While Climate READi is focused on bolstering the resilience of the electricity system, the imperative of achieving that goal has much broader societal implications, as electricity is projected to meet greater energy demand in the future. Many states, for instance, have identified electrification as a key strategy for achieving emissions reduction goals.

According to the Clean Energy States Alliance, states from New York and Connecticut to New Mexico and California have set goals to achieve 100 percent carbon-free electricity by 2050 or sooner.

At the federal level, the Biden administration set a goal of decarbonizing the electric power sector by 2035 as part of a larger effort to reduce greenhouse gas emissions by 50 to 52% across the entire economy by 2030 and achieve net-zero emissions by 2050. As transportation, heating and cooling, industry and other sectors increasingly rely on electricity, society depends on the entire electricity system being prepared to withstand the impacts of a changing climate.

Three Climate READi Work Streams

Climate READi workstreams

To develop a common and consistent framework to inform power system planning, operations, and investments, Climate READi includes three work streams. They are:

Physical climate data and guidance. Utilities have long made data-driven decisions to plan and operate their assets to maximize efficiency for their local conditions. Design choices for substations, power plants, and transmission and distribution lines have typically been based on a historical understanding of the local climate, including the occurrence of weather extremes. But as the understanding of trends in future climate variables and weather events improves, there is an opportunity for decisions to reflect that improvement. “We are focused on understanding the climate data requirements to make informed decisions about the physical risk to electricity systems or to make better investment decisions in the future,” said Fischer.
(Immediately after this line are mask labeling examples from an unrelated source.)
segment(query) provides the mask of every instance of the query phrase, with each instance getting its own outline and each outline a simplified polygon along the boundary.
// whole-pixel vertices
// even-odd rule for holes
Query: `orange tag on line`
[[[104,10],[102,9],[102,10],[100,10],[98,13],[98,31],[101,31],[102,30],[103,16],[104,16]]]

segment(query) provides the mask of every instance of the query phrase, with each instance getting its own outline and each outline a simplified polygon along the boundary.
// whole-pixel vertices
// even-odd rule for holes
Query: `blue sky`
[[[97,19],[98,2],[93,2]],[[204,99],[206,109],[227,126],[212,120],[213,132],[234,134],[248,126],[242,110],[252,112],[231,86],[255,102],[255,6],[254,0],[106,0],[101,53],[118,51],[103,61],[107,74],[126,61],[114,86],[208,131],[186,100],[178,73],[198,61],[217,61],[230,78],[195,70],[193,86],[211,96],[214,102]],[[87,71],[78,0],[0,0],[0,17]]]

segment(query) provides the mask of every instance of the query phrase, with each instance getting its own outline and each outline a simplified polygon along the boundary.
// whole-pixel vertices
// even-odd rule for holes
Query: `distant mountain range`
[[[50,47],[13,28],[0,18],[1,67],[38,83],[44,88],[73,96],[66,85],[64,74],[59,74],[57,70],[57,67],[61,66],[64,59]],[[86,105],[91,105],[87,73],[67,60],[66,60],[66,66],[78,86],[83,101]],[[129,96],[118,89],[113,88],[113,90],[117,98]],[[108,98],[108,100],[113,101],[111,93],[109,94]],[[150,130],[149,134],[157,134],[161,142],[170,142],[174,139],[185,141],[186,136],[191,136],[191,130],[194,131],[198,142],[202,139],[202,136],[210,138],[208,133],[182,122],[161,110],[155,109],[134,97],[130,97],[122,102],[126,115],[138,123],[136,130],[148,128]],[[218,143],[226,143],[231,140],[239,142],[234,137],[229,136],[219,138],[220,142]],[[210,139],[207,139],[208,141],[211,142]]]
Data on historical and current climate comes from both information collected at surface stations worldwide and reanalysis that combines observation data, including satellite measurements, with weather forecasting models to produce a more coherent picture of the past.

Forward-looking weather and climate data can be produced from near-term weather forecasting models or statistical extrapolations, as well as global climate models that simulate future decades to make projections about longer-term changes in variables such as temperature, precipitation, and wind speeds. Outputs from climate models can serve as inputs to secondary models to project future trends in other climate-related events like wildfire or drought.

Determining which data should be used in power system applications – and identifying data gaps—is not straightforward. This work stream seeks to identify relevant data that can be used to understand individual asset and power system vulnerabilities; it also will provide guidance about using the data in specific analysis contexts.

“It gets tricky because interpreting and consuming this vast world of climate data requires its own set of literacy skills,” Fischer said. “One of the goals of this work is to provide guidance about how to apply the right climate data to specific circumstances. In the absence of uniform guidance that can be tailored to local conditions, companies are left to find their own way. That ends up being a heterogeneous approach where everyone has their own piecemeal solution.”

Energy system and asset vulnerability assessment. The power system is made up of a vast collection of assets, from power plants and transmission lines to substations, feeders, and distribution lines. This work stream will apply the guidance on selecting and applying climate data produced in the first work stream to assets across the power system. The aim is to determine whether exposure to changes in chronic and acute climate hazards poses a substantial concern to their reliable operation.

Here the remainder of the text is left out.